There are a couple of spray treatments available, but they tend to only slow the progress of the fungus rather than eliminate it.
As with other tomato plant problems, practicing good crop rotation, never reusing old potting soil, and cleaning pots and trays between batches of seeds is sound advice.
Tobacco Mosaic Virus
Tobacco Mosaic Virus (which is often referred to simply as TMV) is named after the first plant it was discovered in, which was the Tobacco Plant. TMV affects many different plants but tomatoes and peppers seem especially susceptible to it.
Symptoms of TMV include mottling and/or blisters on the leaves, as well as the leaves themselves curling.
TMV is a virus and rather than producing spores, it has to physically enter the plant via a wound or a damaged area of the plant. Unlike many other viruses and bacteria, TMV doesn’t usually kill the host plant, but it does normally stunt its growth and cause long-term damage to the leaves, flowers, and fruit.
Tobacco Mosaic Virus has been known to survive and remain viable in dried plant material which had been dry for around 50 years!
There are currently no known treatments for TMV and any infected plants should be removed and burnt. TMV can be largely prevented through good garden hygiene and not reusing old potting soil.
Transplant shock is the sudden collapse and death of a seedling after it is moved to a new location. Transplant shock is mainly caused due to a sudden change in temperatures, both in the compost and surrounding air.
Unfortunately, tomato and chili seedlings are especially prone to transplant shock.
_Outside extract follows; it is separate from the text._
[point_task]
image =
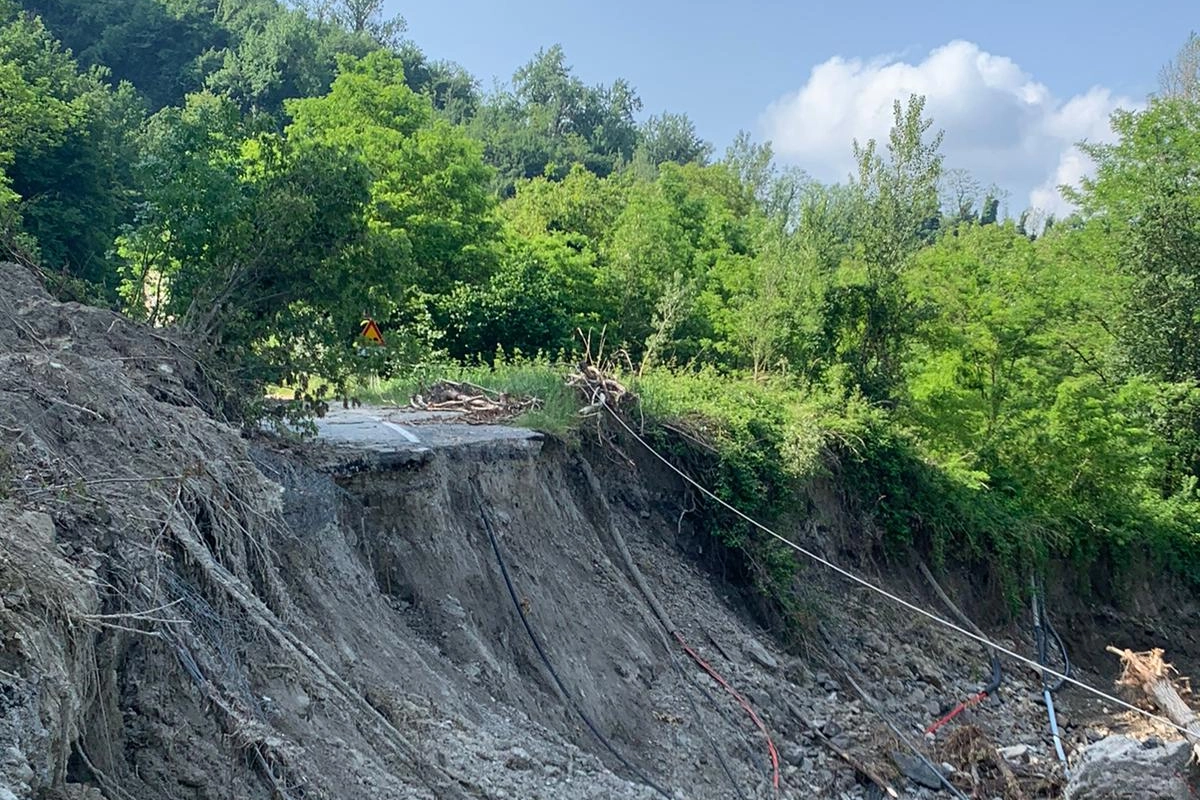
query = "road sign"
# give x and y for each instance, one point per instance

To reduce the chances of seedlings becoming affected by transplant shock, make sure the new compost is kept in the same area as the seedlings so the temperature can equalize. Make sure the seedling are watered well prior to transplanting and ensure the new compost is moist, but not saturated.
When transplanting the seedlings work quickly but carefully and ensure you water them in well once they are all planted in their new home. Also, always plant tomato seedlings deeper than they were in their old pot or tray. Tomato seedlings actually grow better when planted deep and will grow roots from any section of the stem which is buried in the compost.
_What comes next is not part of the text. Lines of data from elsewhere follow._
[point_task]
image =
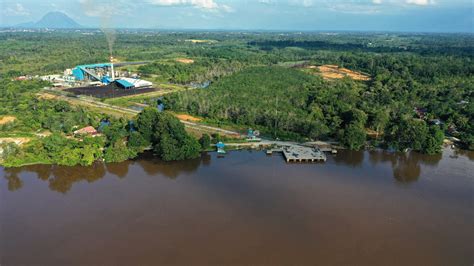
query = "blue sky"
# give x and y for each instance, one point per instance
(304, 15)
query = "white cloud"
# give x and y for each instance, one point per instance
(105, 9)
(16, 10)
(403, 2)
(201, 4)
(420, 2)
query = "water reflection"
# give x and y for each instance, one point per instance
(406, 167)
(350, 158)
(153, 166)
(61, 178)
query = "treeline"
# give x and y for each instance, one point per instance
(288, 103)
(198, 72)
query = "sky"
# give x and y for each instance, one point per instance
(285, 15)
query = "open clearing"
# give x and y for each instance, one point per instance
(6, 119)
(17, 141)
(184, 60)
(336, 72)
(201, 41)
(186, 117)
(108, 91)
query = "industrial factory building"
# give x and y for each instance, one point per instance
(98, 74)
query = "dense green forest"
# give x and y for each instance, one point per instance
(258, 80)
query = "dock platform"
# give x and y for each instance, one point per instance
(298, 154)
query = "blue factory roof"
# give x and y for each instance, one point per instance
(124, 83)
(94, 65)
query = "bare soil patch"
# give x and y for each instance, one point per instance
(109, 91)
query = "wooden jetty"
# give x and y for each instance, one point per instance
(296, 153)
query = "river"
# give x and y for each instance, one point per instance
(358, 208)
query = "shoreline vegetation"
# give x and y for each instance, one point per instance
(416, 91)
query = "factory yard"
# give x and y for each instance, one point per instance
(6, 119)
(108, 91)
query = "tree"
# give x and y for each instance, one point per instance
(167, 135)
(354, 136)
(205, 141)
(118, 152)
(434, 141)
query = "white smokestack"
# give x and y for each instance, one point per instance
(112, 68)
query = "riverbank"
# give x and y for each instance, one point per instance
(306, 211)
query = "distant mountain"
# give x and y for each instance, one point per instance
(52, 20)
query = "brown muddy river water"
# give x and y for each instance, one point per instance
(358, 208)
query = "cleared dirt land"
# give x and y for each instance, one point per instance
(6, 119)
(109, 91)
(336, 72)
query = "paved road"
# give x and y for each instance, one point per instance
(93, 103)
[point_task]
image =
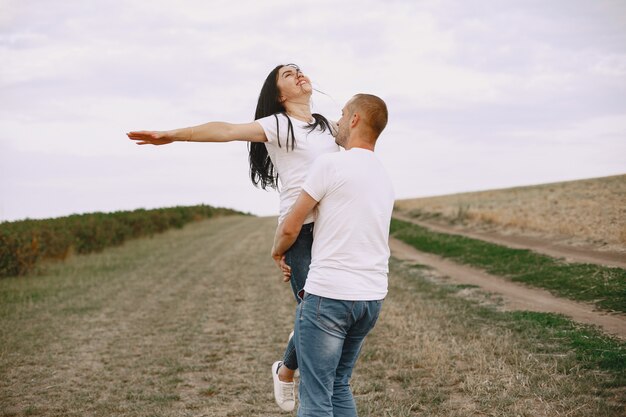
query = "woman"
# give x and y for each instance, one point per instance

Tomato seedlings are easily damaged if handled incorrectly. This is a problem for someone like me. I don’t exactly have a delicate touch! The stems of tomato seedlings are easily crushed when pricked out between finger and thumb.
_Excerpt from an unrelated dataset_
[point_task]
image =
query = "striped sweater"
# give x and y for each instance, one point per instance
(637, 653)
When transplanting the seedlings from their tray to the new pot, it is important to handle them by their leaves. I like to use a pencil when transplanting tomato seedlings. I hold the seedlings by their leaves and use the end of a pencil to ease it out of the compost.
A crushed stem almost always proves fatal to a tomato seedling.
Poor Quality Potting Soil
When seedlings are developing they require access to nutrients in the right blend. Poor quality potting soil, or worse, garden soil, won’t have enough nutrients to support the seedlings’ development. This lack of nutrients will lead to pale, spindle tomato seedlings that will fail to reach their full potential.
Always use fresh, specialist seed compost as it will have been developed to deliver just enough nutrients to the seedlings so they develop properly.